As one of the last original cast members to leave the production (only Jasmine Cephas-Jones and Okieriete Onaodowan from the original line-up remain), Ramos is now off to star in the highly anticipated upcoming Netflix series She's Gotta Have It from Spike Lee.

While the show made headlines this past weekend following actor Brandon Victor Dixon's message to vice president-elect Mike Pence, who saw the musical with his family on Friday (Nov. 18), Ramos, who spoke with Billboard before the incident, reminisces on Hamilton's stratospheric ascent into pop culture, the mood at the Richard Rodgers Theater post-election and meeting President Barack Obama.

How does it feel to be wrapping up your time with Hamilton? 

A little surreal, but it feels great, man. I don't regret anything. You know when you leave things and sometimes you say to yourself, "Man, I wish I could have done more?" I don't feel that way. I feel like I've done everything I could, and it feels great. There's no better time for me to leave than now. I left it all out on stage at the Rogers theater and I'm ready to move on. It feels really good. Bittersweet, honestly.

As one of the last remaining cast members, you've experienced others' final shows, including Lin-Manuel Miranda.

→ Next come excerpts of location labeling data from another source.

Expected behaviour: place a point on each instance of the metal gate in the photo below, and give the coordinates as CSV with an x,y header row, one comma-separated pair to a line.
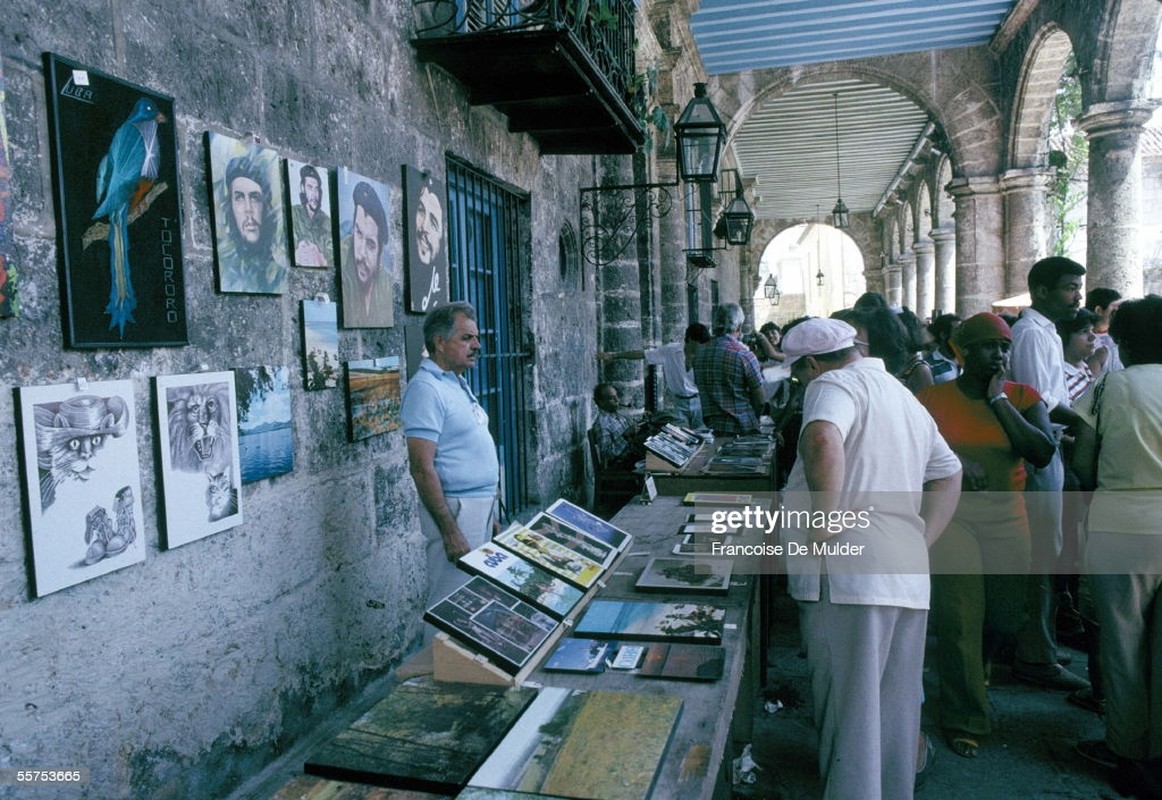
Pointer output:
x,y
487,256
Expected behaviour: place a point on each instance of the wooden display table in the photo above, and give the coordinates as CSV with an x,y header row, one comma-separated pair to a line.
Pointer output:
x,y
698,758
693,478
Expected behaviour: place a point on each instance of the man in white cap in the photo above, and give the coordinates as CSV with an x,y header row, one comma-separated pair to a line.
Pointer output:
x,y
873,464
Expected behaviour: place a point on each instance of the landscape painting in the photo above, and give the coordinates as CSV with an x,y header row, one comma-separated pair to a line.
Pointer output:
x,y
683,662
492,621
528,581
119,209
567,536
83,481
321,344
678,576
373,397
198,436
553,557
653,621
265,434
558,741
424,735
589,523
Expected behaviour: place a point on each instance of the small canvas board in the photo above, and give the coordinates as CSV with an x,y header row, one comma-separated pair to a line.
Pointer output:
x,y
551,556
492,621
678,575
696,623
424,735
589,523
83,481
557,744
524,579
201,471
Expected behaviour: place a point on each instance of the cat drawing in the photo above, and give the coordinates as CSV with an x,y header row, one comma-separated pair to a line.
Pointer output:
x,y
221,497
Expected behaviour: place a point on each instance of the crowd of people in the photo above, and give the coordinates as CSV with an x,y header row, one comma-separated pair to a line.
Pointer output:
x,y
1030,448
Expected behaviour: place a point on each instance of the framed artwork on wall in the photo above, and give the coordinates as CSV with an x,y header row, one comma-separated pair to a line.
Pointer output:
x,y
365,262
424,214
198,437
83,481
311,242
265,427
119,209
320,344
9,304
373,397
250,240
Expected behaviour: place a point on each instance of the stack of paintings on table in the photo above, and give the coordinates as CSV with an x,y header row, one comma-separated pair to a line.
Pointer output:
x,y
525,581
696,623
493,621
746,455
676,575
556,744
424,735
676,445
683,662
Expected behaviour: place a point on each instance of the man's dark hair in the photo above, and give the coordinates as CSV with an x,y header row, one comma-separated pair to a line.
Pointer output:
x,y
869,301
1067,328
1100,298
1138,330
698,333
942,326
440,321
366,198
1048,271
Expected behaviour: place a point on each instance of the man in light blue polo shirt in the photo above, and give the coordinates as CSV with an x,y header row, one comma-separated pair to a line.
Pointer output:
x,y
451,454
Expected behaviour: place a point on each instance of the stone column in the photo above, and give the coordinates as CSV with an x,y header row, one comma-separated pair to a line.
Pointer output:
x,y
944,241
908,280
1026,223
894,284
980,243
1112,249
925,273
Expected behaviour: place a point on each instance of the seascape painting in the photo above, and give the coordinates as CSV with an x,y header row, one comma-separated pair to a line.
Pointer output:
x,y
198,436
83,481
321,344
265,434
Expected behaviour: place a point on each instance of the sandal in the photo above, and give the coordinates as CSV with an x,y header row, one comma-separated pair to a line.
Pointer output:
x,y
963,744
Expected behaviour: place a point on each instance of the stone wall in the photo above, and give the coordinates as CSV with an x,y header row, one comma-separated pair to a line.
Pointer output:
x,y
179,676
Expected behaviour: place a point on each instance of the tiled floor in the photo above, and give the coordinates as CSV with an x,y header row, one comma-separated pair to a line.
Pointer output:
x,y
1030,755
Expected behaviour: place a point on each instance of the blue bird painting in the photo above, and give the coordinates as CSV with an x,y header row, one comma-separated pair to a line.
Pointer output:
x,y
124,176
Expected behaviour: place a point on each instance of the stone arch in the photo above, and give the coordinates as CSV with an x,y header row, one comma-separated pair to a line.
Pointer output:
x,y
945,207
966,112
1123,52
1035,90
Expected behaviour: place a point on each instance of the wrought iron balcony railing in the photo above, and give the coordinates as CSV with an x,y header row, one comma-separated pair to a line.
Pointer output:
x,y
530,47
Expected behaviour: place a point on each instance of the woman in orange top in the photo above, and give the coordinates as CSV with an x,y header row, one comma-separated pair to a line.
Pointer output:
x,y
978,564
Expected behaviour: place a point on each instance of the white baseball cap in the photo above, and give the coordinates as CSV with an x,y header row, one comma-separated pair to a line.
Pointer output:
x,y
817,336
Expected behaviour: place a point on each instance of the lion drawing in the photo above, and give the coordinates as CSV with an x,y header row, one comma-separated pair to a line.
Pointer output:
x,y
200,428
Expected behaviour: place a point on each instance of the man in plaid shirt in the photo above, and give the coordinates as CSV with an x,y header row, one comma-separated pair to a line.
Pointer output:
x,y
729,377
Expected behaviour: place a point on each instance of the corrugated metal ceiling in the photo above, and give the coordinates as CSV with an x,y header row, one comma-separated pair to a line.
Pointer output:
x,y
788,143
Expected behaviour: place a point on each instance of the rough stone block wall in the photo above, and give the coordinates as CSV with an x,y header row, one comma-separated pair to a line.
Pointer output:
x,y
181,676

What has it been like seeing everyone leave and a new cast takeover?

It feels different when I'm on-stage now because being a part of the original company, you've built something with a group of people for an extended amount of time. When those people start to fall off and new people replace them to maintain it, it becomes less about the building and more about the maintenance.

What I'm trying to say is that while I'm meeting new family, there's nothing like the family that you've actually built the thing with and were in the trenches with. The people that are closest to your heart are always the people who were with you when you had nothing. It's the people who were there when you were planting the seeds and they had their hands in the soil with you. We were all working for 400 dollars a week at the Public Theater and sharing a space downstairs together, so we grew to love each other. That dynamic for me as an original company member is special to me. There's still so much love in the building, but the vibe is different.


Take me back to your very first show at the Public Theater. What was the mood like? At the time, did it feel special or just another gig?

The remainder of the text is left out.